“All falsehood is a mask; and however well made the mask may be, with a little attention we may always succeed in distinguishing it from the true face…” ~Alexandre Dumas
When I was a child, I spent a lot of my free time watching television. Unlike today’s youth, we didn’t have internet, video games, or even cable TV. Don’t get me wrong. I lived for Gilligan’s Island and the Brady Bunch, but these shows portrayed characters at a surficial level that I could not really relate to. The show that I had the most difficult time with believing was The Andy Griffith Show because of one character, Otis.

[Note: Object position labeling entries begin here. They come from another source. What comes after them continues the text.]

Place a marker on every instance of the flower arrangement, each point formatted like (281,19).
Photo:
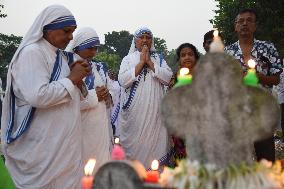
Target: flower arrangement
(193,175)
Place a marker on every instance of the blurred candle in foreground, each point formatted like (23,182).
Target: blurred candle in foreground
(217,44)
(153,175)
(87,180)
(251,79)
(184,78)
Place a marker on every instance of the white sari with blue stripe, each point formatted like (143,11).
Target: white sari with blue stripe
(97,141)
(141,131)
(49,152)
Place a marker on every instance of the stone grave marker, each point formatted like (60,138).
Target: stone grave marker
(217,114)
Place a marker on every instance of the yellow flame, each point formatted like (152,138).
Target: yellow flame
(251,63)
(155,165)
(183,71)
(89,167)
(116,140)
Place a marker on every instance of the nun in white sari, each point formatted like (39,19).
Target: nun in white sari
(41,122)
(142,76)
(96,129)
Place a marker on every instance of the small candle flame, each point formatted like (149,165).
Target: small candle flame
(251,64)
(183,71)
(116,140)
(215,33)
(155,165)
(89,167)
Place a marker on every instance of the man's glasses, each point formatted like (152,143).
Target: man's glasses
(209,41)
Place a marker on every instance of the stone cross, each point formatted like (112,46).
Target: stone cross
(217,114)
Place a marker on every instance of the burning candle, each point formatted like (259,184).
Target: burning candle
(153,175)
(87,180)
(217,44)
(117,151)
(184,78)
(251,79)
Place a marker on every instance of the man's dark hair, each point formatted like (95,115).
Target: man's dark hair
(208,35)
(188,45)
(245,11)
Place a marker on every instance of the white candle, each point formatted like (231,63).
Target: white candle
(87,180)
(217,44)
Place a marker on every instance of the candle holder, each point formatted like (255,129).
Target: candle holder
(153,175)
(87,180)
(117,151)
(217,44)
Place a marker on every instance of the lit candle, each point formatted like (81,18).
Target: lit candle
(251,79)
(117,151)
(87,180)
(217,44)
(153,175)
(184,78)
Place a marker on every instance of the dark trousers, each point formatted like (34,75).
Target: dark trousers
(265,149)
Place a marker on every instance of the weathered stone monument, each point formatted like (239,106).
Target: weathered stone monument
(117,175)
(218,115)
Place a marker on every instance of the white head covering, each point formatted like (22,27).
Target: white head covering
(84,38)
(137,34)
(49,15)
(53,17)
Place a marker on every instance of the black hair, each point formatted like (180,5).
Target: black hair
(208,35)
(245,11)
(188,45)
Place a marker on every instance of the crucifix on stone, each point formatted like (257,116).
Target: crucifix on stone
(217,115)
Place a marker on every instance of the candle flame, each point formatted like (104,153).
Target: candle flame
(183,71)
(116,140)
(215,33)
(155,165)
(89,167)
(251,63)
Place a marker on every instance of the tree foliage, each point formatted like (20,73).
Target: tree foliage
(8,46)
(118,42)
(2,15)
(160,45)
(270,24)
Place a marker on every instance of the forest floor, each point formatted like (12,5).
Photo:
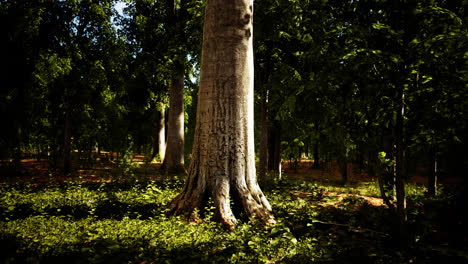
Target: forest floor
(105,210)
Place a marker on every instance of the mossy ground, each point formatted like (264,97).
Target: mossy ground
(319,221)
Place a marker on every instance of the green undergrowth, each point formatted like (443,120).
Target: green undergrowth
(82,222)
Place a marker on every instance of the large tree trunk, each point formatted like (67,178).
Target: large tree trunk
(263,155)
(223,158)
(174,157)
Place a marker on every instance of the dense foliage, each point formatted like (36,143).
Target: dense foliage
(379,83)
(114,222)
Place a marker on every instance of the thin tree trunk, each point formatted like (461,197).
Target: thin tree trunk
(175,152)
(399,173)
(316,155)
(159,147)
(223,157)
(67,143)
(432,180)
(263,164)
(377,170)
(274,149)
(344,169)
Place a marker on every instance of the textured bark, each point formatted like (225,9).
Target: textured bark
(344,169)
(159,147)
(399,173)
(263,155)
(432,179)
(223,157)
(66,157)
(274,149)
(174,156)
(316,155)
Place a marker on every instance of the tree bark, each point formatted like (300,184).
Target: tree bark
(316,155)
(223,157)
(263,163)
(174,156)
(274,149)
(432,179)
(67,143)
(399,172)
(159,147)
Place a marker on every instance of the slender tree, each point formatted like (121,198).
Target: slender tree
(223,157)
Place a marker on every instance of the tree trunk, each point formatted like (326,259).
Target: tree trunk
(174,156)
(432,179)
(377,170)
(344,169)
(316,155)
(399,173)
(66,158)
(159,147)
(263,164)
(274,149)
(223,157)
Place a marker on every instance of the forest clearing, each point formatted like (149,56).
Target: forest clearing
(95,216)
(233,131)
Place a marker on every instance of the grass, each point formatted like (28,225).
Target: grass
(125,222)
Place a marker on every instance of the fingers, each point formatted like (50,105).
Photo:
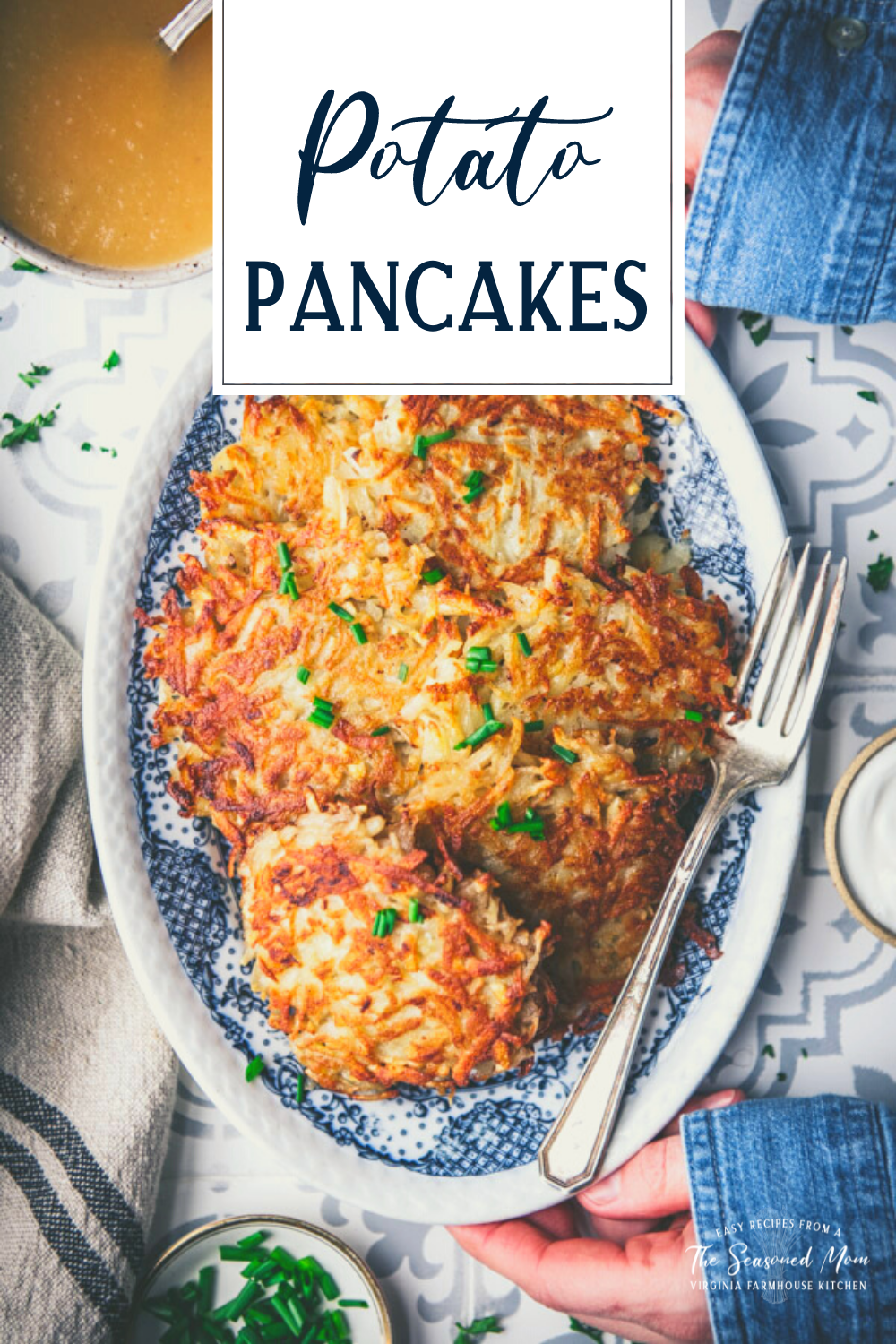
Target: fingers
(707,69)
(576,1276)
(641,1290)
(557,1220)
(650,1185)
(702,320)
(654,1182)
(712,1101)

I always thought that most alcoholics were like Otis the Town Drunk: staggering around with slurred speech. My perception was that an alcoholic was unclean, disheveled, and unable to hold a job. My mother, who I clearly believe is an alcoholic, was none of these things. Well, occasionally her speech was slurred and she staggered around, but that was when she was partying with her friends. All other times, she seemed the opposite.
One of the worst things that happened when my mother was drunk was that she would confide in me about her problems with her friends, which was bad enough. But she also decided as I became older to share with me some of the private peculiars of events that occurred between her boyfriends and herself. She told me about things that I did not (and was not ready to) understand. She shared with me intimate details of her sexual escapades that no child should be privy to. Throughout my life, this felt like the only time in my memory that my mother actually liked me. I knew better than complain. It would do no good; I’d still have to endure it. And on top of that, it would make her angry if I balked. What I did not know was that this was extremely inappropriate behavior, and most experts would consider this a form of sexual abuse.
Other than that, my mother generally blamed my brothers and me for all the things that went wrong in her life as well as in our own. Of course, this led to an insecure childhood and a neurotic adulthood. I spent a great deal of time wondering why people in my relationships didn’t love me. So, in order to satisfy my craving for the love and attention I sought and did not receive, I used what my mother had taught me about her sexuality to attract boys.
I realized as a young teen that older boys like to flirt with pretty girls. I became interested in clothes, make-up, and hairstyles. I love the attention that I got from boys at school who called me pretty, asked for my phone number, and would sit next to me in class initially fulfilled my desire for attention. I went to sleep an average, plain girl and woke up a popular and pretty junior high school princess. Life was beginning to look up for me for the first time ever, or so I thought.
But soon after my new-found popularity was unleashed, I discovered that boys had expectations that I was unprepared to execute. I was not ready for sexual relations. My mother made that seem vulgar and obscene. So, because of my unwillingness to give into their requests, I was soon labeled a “tease” by many of the boys at my school. Things changed again for me almost overnight.
I became aware later that God was protecting me by giving me the willpower to stave off teenaged boys who were after only one thing, but it caused me a great deal of anguish due to the fact that I was already so attention-starved. So, I began to feel sorry for myself. I used this self-pity to justify my irrational behavior as I became more and more angry. Deep inside, I thought that if no one liked the pretend me, the one I dreamed up who was popular, pretty, funny, and smart, no one would like the real me who was none of these things. Out of these events, the birth of a biting sense of sarcasm grew.
As my body and brain grew, too, my emotions stayed those of an immature teenager. I vowed that I would never show my true self again. I would continue to hide behind whatever handy mask that I could invent, but this time, I would be more prepared. I would learn the consequences of whatever part I played, but no matter what, I would not let anyone close enough to know the real me.
Today, I am still trying to understand my unhealthy way of life that had plagued me for so long. I am aware of my mother’s drinking problem and its effects on me, both then and now. I have learned how I used the many masks to avoid being close or intimate with anyone, even to the level of friendship because of the confusing manner in which my mother confided in me that I was not prepared to understand.
I have learned that I can trust again, even though my ability to trust during my childhood being raised by an alcoholic mother was tainted. I’ve learned that the Otis’s of the world are the exceptions, and that most alcoholics are highly functioning if judged only by outwardly appearances. Mostly, I’ve learned that I need people to help me heal. God has put them in my path for me to meet along my journey of unveiling the masks and exposing the real me, who is, in my own rights, a pretty princess, if only on the inside.